Where possible the instruments themselves will be sampled to create playable notes. Where it is not possible to sample the instruments or isolate playable notes from previous recordings, users will be offered historical recordings and a playable version of a similar instrument. The instruments in the Bate Collection are accessible for sampling and in addition to being globally iconic instruments in their own right, can provide compelling alternatives to instruments in other collections. This has the additional benefit of linking the collections together: A visitor to the Ashmolean might be presented with an image of the Stradivarius “Messiah” violin, hear a recording of it being played, and then be offered a playable version of the Henry Jay violin from the Bate Collection – with an appropriate explanation of the substitution, and of course an encouragement to visit the Bate! In the Pitt Rivers, the recently digitised ethnographic sound collection will provide historical recordings.

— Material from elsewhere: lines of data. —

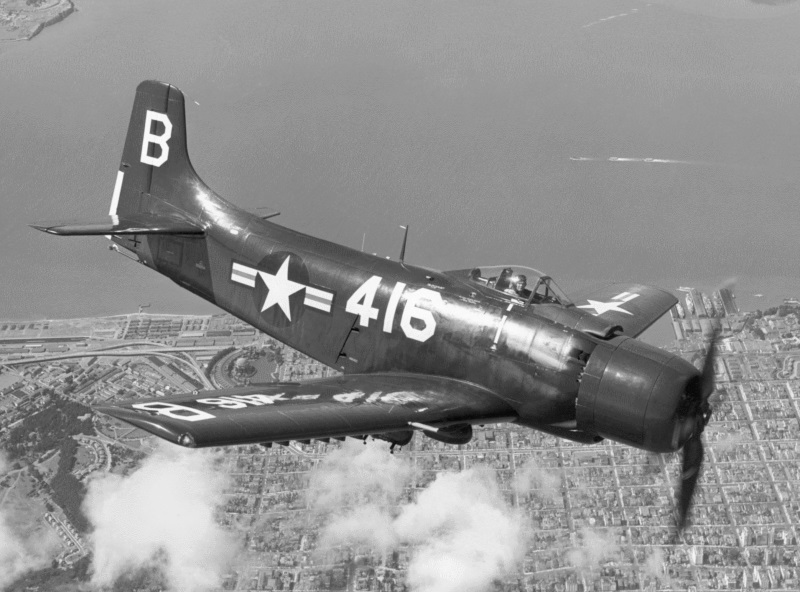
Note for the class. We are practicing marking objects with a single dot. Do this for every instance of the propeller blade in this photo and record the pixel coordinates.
(690, 473)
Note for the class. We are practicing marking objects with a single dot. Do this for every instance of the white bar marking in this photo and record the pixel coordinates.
(115, 197)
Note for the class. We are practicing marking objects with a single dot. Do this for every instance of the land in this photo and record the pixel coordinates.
(22, 20)
(746, 519)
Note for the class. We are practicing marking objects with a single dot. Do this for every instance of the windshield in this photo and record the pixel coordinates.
(522, 282)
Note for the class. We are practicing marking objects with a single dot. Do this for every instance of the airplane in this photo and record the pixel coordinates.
(418, 349)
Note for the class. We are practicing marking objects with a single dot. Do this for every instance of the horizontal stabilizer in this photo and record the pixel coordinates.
(134, 223)
(333, 407)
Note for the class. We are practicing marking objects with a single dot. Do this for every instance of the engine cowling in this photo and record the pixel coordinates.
(631, 392)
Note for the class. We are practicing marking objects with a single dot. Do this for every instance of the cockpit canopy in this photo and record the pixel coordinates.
(521, 282)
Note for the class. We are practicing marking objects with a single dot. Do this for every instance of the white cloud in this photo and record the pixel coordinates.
(161, 515)
(466, 535)
(462, 533)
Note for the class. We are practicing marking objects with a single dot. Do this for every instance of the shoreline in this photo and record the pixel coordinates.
(19, 22)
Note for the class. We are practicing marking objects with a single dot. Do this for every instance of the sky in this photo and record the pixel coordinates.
(487, 127)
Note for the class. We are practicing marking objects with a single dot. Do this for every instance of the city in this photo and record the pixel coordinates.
(744, 532)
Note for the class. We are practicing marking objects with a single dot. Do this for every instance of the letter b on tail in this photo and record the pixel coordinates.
(159, 140)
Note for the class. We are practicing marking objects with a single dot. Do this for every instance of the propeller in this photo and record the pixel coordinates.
(697, 412)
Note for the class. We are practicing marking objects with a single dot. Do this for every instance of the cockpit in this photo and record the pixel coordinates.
(520, 282)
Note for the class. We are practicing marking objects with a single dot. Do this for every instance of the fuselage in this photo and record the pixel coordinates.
(405, 318)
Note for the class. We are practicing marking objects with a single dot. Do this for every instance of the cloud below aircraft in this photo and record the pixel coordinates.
(161, 516)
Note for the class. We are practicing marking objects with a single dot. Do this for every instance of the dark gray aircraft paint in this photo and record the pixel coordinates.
(419, 349)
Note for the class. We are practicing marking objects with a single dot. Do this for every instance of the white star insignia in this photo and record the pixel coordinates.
(280, 287)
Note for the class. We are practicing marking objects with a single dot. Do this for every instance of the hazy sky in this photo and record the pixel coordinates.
(458, 118)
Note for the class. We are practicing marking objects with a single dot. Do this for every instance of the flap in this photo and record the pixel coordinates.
(351, 405)
(138, 223)
(634, 307)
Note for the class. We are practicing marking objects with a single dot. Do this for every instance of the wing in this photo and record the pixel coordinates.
(634, 307)
(137, 223)
(355, 404)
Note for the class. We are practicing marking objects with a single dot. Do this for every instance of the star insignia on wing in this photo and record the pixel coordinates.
(613, 306)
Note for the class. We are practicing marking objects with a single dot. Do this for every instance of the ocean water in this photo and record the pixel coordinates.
(461, 119)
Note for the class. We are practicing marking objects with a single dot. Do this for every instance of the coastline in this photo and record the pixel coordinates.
(20, 22)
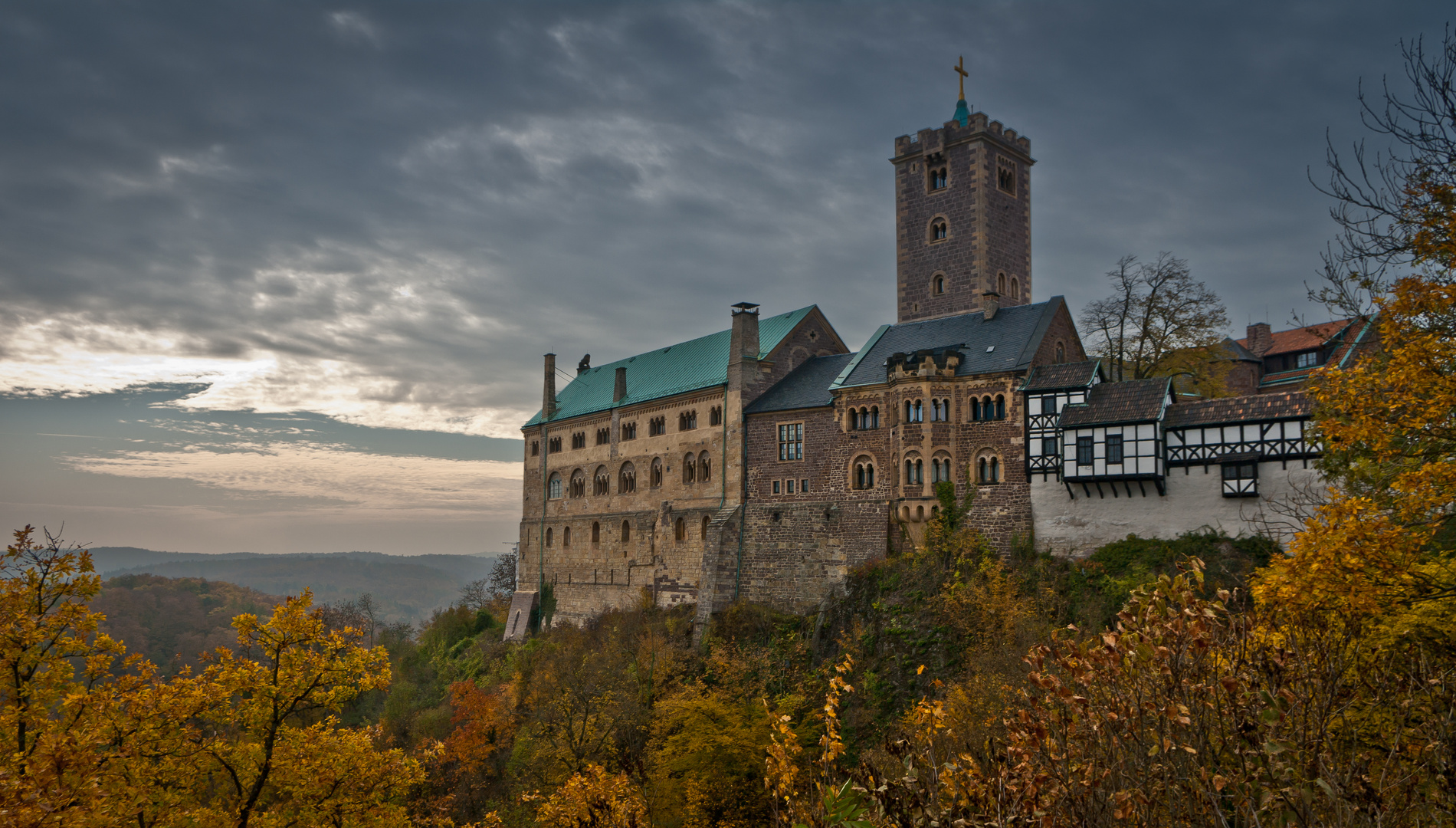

In addition to linking collections, the app will be able to plug into other music making apps in order to allow musicians to utilise the instruments in compositions. SoundCloud and YouTube channels will be set up to feature these compositions.
We propose an initial set of 20-30 instruments, which could be expanded in the future with additional funding. Crowd-sourcing offers a potential future mechanism for expanding the collection with users submitting samples of their own instruments.